In summary, this paper introduces a multiobjective evolutionary strategy (multi-ES-Rank) approach for learning-to-rank problems. In addition, we propose three novel Pareto optimal methods in continuous optimization research. Furthermore, we provide the Java archive package of the proposed approach for research reproducibility. From the experimental results, multi-ES-Rank can outperform single-objective ES-Rank in some circumstances of mutation step sizes and Pareto optimal methods for LTR data, as given in Appendix A. The best performance can be gained with the method using Cauchy as a random number generator for mutation step sizes in terms of winning rate. This causes the multi-ES-Rank to outperform the single-objective ES-Rank in certain conditions. Moreover, the different random number generators are evaluated and analyzed versus the three datasets in terms of NDCG@10 for testing data. It was found that the Levy generator is the best for both the MSLR and MQ2007 datasets while the Gaussian generator is the best for the MQ2008 dataset. Thus, random number generators clearly affect the performance of ES-Rank based on the dataset used. Furthermore, method 3 achieved the highest NDCG@10 for MQ2008 and MQ2007, while for the MSLR dataset, the highest NDCG@10 was achieved by method 2.

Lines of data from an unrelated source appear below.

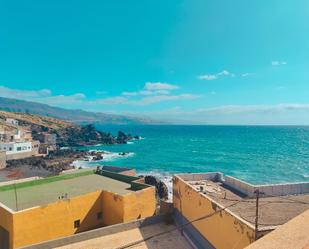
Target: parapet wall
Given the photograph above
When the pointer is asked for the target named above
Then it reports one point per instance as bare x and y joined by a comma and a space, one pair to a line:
267, 190
248, 189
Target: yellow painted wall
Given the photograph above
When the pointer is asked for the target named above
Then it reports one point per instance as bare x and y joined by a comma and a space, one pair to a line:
139, 204
112, 208
6, 222
57, 219
222, 230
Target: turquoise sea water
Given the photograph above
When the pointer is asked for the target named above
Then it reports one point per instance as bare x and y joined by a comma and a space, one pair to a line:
258, 154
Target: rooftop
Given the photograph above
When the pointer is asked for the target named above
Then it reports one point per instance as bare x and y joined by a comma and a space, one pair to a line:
292, 235
172, 239
48, 190
273, 210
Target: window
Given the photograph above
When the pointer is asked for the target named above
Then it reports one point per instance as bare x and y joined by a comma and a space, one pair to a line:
99, 216
77, 224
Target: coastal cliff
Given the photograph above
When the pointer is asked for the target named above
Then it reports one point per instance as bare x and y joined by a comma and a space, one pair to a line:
68, 134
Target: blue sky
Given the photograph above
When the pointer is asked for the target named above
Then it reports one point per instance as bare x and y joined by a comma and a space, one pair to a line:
189, 61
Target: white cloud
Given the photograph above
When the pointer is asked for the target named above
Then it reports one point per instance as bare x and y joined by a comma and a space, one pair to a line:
216, 76
151, 93
278, 63
207, 77
276, 114
246, 74
23, 94
153, 86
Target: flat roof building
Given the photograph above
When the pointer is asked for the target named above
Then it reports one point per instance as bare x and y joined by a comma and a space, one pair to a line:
54, 207
221, 210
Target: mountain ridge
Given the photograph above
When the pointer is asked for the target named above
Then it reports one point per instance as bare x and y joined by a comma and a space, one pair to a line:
73, 115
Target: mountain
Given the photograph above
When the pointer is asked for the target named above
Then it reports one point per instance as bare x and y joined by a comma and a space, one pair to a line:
68, 134
75, 116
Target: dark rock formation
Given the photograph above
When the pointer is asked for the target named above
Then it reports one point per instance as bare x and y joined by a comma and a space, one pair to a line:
161, 188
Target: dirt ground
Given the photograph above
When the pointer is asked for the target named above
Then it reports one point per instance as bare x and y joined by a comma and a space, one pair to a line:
273, 211
171, 240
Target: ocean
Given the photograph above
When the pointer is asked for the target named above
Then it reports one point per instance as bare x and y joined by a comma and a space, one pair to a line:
257, 154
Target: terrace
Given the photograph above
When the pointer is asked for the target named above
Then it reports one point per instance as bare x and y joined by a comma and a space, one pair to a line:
52, 189
277, 203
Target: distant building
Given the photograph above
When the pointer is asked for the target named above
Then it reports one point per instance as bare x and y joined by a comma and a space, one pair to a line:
11, 121
48, 142
56, 207
19, 150
220, 211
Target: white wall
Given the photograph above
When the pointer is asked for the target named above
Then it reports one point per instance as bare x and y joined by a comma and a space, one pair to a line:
13, 148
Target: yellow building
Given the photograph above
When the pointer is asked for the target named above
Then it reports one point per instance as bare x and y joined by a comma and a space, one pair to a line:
50, 208
216, 211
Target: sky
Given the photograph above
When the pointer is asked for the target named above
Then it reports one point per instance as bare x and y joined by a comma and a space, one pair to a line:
184, 61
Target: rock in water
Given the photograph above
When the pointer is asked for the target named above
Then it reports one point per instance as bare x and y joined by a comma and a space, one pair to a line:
161, 188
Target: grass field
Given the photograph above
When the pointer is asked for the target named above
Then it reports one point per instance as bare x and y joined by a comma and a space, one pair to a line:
48, 190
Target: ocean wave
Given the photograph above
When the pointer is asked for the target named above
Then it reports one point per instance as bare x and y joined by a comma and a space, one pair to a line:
165, 177
107, 157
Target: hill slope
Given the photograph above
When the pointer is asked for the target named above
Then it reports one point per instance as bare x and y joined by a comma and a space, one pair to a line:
75, 116
68, 134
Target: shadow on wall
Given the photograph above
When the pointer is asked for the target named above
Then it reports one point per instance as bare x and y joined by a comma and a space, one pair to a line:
4, 238
93, 219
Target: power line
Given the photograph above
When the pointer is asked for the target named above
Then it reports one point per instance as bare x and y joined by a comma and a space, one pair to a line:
176, 228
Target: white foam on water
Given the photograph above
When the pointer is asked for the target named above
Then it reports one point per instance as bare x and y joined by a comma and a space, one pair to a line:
107, 157
165, 177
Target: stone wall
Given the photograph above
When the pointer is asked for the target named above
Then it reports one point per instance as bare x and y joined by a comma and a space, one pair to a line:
267, 190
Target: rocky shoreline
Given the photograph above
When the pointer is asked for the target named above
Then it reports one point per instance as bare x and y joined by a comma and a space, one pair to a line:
55, 162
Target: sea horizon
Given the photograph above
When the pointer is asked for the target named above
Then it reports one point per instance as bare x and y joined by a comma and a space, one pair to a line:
256, 154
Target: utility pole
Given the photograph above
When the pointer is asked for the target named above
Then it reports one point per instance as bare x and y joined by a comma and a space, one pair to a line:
257, 194
16, 201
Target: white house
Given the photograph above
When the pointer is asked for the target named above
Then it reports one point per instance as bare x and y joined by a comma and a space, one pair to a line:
14, 148
11, 121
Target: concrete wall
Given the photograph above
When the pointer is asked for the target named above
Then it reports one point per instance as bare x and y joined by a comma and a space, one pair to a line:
222, 230
6, 228
292, 235
100, 232
267, 190
19, 155
56, 220
2, 159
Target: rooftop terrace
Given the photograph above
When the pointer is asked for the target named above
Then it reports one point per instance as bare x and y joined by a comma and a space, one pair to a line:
49, 190
274, 209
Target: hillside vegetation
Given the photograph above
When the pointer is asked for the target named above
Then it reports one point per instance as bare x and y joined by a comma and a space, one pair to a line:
68, 134
75, 116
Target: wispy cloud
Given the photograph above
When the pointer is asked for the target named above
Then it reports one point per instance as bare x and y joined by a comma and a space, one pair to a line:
151, 93
278, 63
16, 93
153, 88
216, 76
157, 86
277, 114
246, 74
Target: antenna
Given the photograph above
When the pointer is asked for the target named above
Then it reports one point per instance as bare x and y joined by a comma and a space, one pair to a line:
16, 200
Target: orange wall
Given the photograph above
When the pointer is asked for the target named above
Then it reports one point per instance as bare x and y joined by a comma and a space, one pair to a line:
139, 204
6, 222
222, 230
112, 208
57, 219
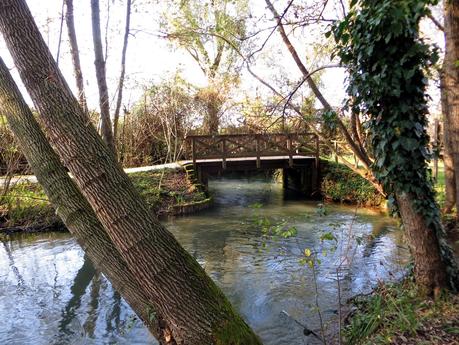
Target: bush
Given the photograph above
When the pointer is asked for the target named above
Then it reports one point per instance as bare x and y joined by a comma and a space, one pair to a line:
341, 184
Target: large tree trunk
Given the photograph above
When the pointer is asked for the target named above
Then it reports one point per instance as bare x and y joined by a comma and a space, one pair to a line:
75, 53
123, 71
65, 196
452, 82
104, 104
192, 306
426, 245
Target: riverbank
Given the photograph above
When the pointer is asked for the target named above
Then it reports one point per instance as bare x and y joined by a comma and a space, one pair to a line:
396, 314
167, 191
341, 184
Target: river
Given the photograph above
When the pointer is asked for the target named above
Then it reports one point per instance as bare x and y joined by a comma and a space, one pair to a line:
51, 294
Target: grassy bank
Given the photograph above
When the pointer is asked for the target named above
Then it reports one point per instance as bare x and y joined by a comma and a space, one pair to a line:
396, 314
26, 205
341, 184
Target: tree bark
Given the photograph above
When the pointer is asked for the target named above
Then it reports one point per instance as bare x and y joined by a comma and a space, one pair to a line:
452, 83
69, 19
192, 306
123, 71
71, 206
450, 179
211, 121
425, 246
99, 62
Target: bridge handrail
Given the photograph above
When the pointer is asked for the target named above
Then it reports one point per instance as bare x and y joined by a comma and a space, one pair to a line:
224, 146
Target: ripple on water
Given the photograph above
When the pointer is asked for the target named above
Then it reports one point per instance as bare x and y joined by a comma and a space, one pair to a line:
51, 294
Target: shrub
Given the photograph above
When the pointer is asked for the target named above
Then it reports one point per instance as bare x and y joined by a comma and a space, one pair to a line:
341, 184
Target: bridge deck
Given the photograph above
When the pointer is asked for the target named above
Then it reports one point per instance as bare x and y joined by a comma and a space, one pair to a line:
242, 159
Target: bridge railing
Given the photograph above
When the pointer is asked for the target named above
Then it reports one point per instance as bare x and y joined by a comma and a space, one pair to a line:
252, 145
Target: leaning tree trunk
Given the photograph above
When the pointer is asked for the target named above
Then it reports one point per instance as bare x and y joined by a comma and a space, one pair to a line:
68, 201
75, 53
104, 104
119, 98
452, 82
191, 305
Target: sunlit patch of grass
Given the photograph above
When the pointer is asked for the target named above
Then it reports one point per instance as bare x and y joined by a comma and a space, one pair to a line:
26, 203
398, 314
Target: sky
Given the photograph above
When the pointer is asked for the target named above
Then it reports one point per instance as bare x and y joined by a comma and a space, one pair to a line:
151, 58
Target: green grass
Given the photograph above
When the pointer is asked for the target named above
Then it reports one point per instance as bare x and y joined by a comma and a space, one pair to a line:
341, 184
397, 314
27, 205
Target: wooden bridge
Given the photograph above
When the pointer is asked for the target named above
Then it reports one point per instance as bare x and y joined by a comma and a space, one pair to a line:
296, 153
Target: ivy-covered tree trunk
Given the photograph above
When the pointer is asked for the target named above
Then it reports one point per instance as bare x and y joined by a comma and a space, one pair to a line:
68, 201
451, 72
379, 43
191, 306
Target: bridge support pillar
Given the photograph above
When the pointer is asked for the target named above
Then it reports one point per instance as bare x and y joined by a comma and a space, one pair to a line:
302, 179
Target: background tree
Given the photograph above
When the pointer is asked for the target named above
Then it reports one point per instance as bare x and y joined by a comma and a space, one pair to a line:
159, 122
450, 102
74, 51
189, 302
210, 31
379, 43
99, 62
68, 201
119, 97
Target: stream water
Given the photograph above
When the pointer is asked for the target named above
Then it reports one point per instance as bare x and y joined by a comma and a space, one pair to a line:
51, 294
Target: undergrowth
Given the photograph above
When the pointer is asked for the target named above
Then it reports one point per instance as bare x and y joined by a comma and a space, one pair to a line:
26, 204
397, 314
341, 184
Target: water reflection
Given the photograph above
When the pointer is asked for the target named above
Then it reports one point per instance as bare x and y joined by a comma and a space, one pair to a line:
50, 293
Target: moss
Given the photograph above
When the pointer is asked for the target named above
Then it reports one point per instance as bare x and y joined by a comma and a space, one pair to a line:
235, 332
341, 184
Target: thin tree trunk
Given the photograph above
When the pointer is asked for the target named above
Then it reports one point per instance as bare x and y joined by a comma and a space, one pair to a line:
452, 83
65, 196
123, 71
362, 155
99, 62
450, 179
75, 54
192, 306
211, 120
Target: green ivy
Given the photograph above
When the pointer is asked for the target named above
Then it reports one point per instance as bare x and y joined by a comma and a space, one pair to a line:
379, 43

An important limitation of this study is the sensitivity of the evolutionary fitness function to configuration parameters. The results of this study highlight the importance of careful parameter tuning, but they also demonstrate that it is difficult to identify a universally optimal configuration because it is often dependent upon specific datasets and problem domains. Since there may not be one configuration suitable for different LTR tasks and datasets, developing automated hyperparameter optimization techniques may mitigate this limitation in the future. This study is also limited by the lack of dedicated multiobjective optimization packages for comparison. Most research focuses on learning-to-rank models with single objectives, such as mean squared error or pairwise ranking. However, in real-world applications, it is often necessary to optimize conflicting objectives simultaneously. The proposed techniques can be further evaluated in more complex optimization scenarios where the performance of the proposed techniques can be evaluated on a broader scale in future research.

5. Conclusions and Future Work

In this paper, we describe a general framework for learning to rank using the multiobjective (1 + 1) evolutionary strategy, which can be used with any type of data. As a multiobjective method, the multi-ES-Rank algorithm is based on novel methodologies for calculating cumulative fitness functions. A principled approach to maintaining the relative quality of rankings based on different relevance criteria is provided. Three types of trade-off (fitness calculation) specifications are formalized. The framework was validated using three public datasets, and the source code package is available for reproducible research. A number of directions will be explored to improve the current multi-ES-Rank algorithm in the future, including applying the Pareto optimal methods on some other metaheuristic methods and on some other optimization research domains, and additionally, enhancing the developed package by combining offline and online learning components. The process of offline optimization typically involves the use of historical data in order to train and refine the ranking model, whereas the process of online optimization involves continuous adaptation of the ranking model as a result of real-time user interactions. Using a hybrid approach can enhance the performance and relevance of multi-ES-Rank in dynamic environments by combining the stability and quality of offline optimization with the real-time adaptation of online optimization.

Author Contributions

All authors wrote and reviewed the paper (they contributed equally). All authors have read and agreed to the published version of the manuscript.

Funding

This research project was supported by a grant from the “Research Center of College of Computer and Information Sciences”, Deanship of Scientific Research, King Saud University.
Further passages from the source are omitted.